The general case of #(x+y+z)^3# is easier to handle due to its symmetry in #x#, #y# and #z#. So solve that first, then substitute #z=1# ...

#(x+y+z)^3 = (x+y+z)(x+y+z)(x+y+z)#

The coefficient of the resulting #x^3# term will be #1#, since there's only one way of picking #x# from each of the #3# trinomials. By symmetry the coefficient of #y^3# and #z^3# is also #1#.

The coefficient of the resulting #x^2y# term will be #3#, since there are #3# trinomials to pick #y# from, then one way to pick #x# from both of the remaining trinomials.

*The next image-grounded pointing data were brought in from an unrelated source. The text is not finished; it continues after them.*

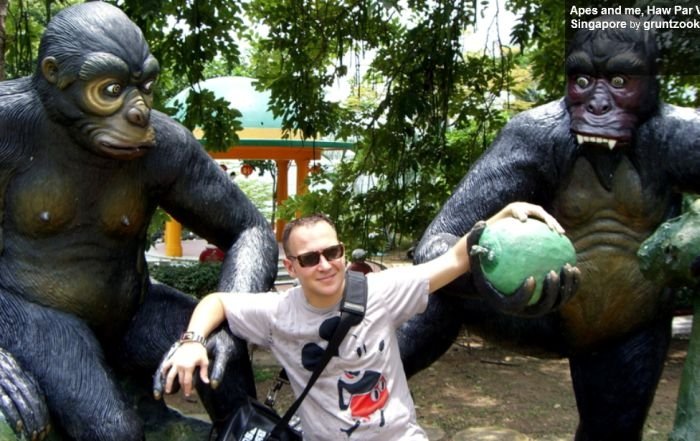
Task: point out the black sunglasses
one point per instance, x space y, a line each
312 258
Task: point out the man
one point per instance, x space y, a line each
363 392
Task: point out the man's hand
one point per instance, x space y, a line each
557 289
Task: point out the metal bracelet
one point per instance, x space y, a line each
191 336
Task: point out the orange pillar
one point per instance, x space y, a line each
173 238
302 174
282 193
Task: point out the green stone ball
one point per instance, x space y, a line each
511 251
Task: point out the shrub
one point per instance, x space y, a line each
196 279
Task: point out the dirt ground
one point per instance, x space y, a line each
478 384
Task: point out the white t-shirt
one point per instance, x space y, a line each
363 393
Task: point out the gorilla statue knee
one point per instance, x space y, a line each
85 163
609 160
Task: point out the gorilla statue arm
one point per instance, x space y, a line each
513 168
84 162
202 197
608 161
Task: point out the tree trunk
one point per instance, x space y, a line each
3 14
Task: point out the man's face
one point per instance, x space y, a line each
322 283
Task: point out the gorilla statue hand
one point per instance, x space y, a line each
22 405
557 288
222 347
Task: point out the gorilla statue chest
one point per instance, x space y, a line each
607 212
73 234
47 201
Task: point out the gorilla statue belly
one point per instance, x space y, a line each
609 160
85 162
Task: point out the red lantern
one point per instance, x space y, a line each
246 170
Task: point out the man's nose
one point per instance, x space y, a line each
323 263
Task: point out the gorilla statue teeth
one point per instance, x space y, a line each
609 160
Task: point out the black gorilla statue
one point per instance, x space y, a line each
609 160
84 162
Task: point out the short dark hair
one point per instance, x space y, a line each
305 221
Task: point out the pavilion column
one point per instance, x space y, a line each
282 193
302 174
172 237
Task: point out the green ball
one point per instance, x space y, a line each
511 251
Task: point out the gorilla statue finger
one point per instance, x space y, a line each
21 402
159 377
515 303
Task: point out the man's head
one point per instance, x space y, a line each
315 256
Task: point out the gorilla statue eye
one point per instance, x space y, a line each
582 82
617 81
113 89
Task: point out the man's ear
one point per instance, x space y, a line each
289 267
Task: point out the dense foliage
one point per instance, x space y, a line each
422 107
196 279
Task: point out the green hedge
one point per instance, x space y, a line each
197 279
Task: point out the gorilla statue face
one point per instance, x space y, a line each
99 83
611 85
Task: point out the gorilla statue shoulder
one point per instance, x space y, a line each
85 163
609 161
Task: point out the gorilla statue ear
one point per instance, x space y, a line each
49 67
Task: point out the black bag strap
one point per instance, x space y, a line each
352 311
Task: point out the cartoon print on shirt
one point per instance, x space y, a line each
367 393
364 393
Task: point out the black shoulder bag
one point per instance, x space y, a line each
254 420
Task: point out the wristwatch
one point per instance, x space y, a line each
191 336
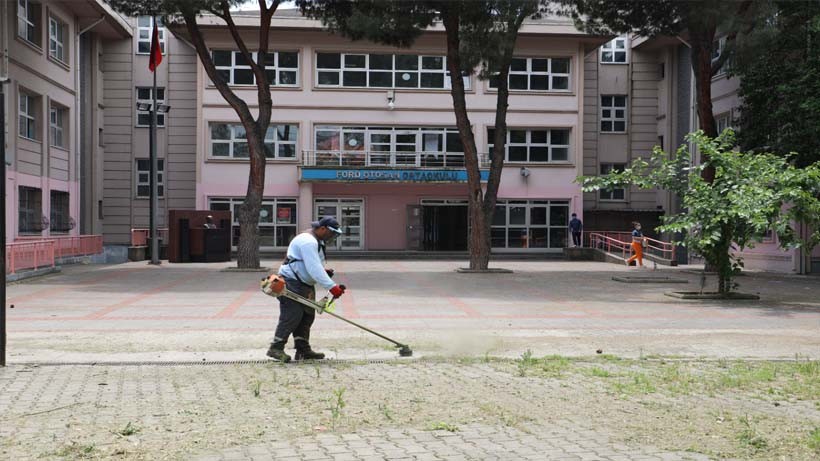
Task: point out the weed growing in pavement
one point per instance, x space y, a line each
385 410
257 388
129 429
814 439
77 451
749 437
442 426
337 404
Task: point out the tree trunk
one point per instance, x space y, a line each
479 242
247 256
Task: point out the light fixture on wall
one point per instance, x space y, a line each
391 100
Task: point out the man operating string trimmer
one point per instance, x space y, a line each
304 268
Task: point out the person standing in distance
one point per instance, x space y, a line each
303 269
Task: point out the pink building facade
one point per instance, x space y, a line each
366 133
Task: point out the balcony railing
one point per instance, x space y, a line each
373 159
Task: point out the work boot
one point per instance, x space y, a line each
278 354
309 354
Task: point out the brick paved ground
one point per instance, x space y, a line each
139 312
135 312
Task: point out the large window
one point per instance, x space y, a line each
145 29
60 214
530 224
613 114
537 74
27 120
618 193
57 121
28 21
387 146
144 96
281 68
614 51
29 210
144 178
230 141
534 145
56 39
383 71
277 219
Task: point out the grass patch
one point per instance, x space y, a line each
442 426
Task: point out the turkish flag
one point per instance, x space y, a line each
156 50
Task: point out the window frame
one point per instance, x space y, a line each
60 41
272 202
30 22
529 144
529 205
27 119
161 117
27 213
56 126
149 29
529 73
367 70
612 47
273 131
606 168
62 217
147 183
233 67
612 118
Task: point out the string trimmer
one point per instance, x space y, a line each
274 285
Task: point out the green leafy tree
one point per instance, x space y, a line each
182 16
699 23
751 194
479 34
779 71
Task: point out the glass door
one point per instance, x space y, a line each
350 214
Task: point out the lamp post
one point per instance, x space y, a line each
152 154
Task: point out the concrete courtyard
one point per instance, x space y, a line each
140 362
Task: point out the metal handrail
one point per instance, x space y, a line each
379 159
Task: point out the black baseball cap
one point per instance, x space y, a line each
329 222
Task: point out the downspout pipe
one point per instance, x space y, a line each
78 112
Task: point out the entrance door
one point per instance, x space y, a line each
350 214
414 227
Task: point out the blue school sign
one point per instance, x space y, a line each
415 176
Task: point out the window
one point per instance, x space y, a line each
56 123
724 121
27 124
230 141
387 146
612 194
383 71
614 51
145 29
144 178
56 39
277 220
281 68
28 21
537 74
60 214
534 145
530 224
29 214
613 114
144 116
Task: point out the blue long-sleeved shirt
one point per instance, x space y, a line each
308 262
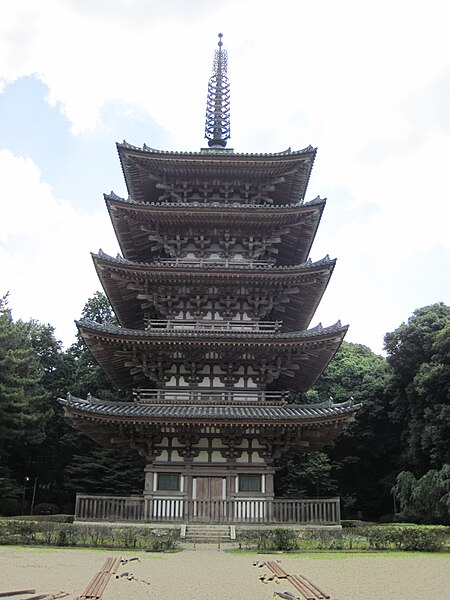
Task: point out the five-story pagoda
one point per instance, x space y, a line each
214 293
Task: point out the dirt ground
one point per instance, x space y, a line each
209 574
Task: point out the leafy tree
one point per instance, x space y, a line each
424 500
310 477
419 357
92 468
361 464
106 471
21 395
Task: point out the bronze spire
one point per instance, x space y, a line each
217 127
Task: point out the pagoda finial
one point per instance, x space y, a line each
217 127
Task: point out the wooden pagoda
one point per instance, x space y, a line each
214 293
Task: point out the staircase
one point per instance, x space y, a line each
208 534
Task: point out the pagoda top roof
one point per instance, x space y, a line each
136 412
113 200
145 167
219 152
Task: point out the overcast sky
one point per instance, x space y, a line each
367 83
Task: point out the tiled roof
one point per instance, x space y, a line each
146 412
121 332
326 261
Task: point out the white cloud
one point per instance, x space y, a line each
367 83
44 248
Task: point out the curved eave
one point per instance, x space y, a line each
133 220
123 282
144 167
300 357
314 415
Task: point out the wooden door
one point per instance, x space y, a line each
210 502
209 488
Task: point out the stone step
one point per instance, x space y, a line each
208 533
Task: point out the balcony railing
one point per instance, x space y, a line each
224 262
208 396
214 325
278 511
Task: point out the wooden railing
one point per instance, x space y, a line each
213 325
206 396
278 511
225 262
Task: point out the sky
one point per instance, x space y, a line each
368 84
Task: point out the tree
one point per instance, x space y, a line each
21 394
424 500
361 464
92 468
310 477
419 358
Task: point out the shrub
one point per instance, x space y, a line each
46 508
163 540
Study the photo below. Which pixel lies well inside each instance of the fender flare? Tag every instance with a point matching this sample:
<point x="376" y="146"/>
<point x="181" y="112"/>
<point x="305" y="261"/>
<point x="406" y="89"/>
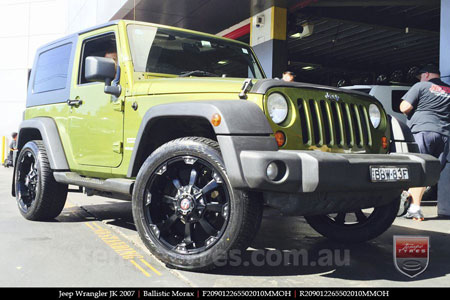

By symmetry, #3# is also the coefficient of #y^2z#, #z^2x#, #x^2z#, #y^2x# and #z^2y#.

The coefficient of the resulting #xyz# term will be #6#, since therre are #3# trinomials to pick #x# from, #2# remaining trinomials to pick #y# from, then only one remaining trinomial to pick #z# from.

Putting this all together:

#(x+y+z)^3#

#=x^3+y^3+z^3+3x^2y+3y^2z+3z^2x+3x^2z+3y^2x+3z^2y+6xyz#

Now substitute #z=1# to get:

#(x+y+1)^3#

#=x^3+y^3+1+3x^2y+3y^2+3x+3x^2+3y^2x+3y+6xy#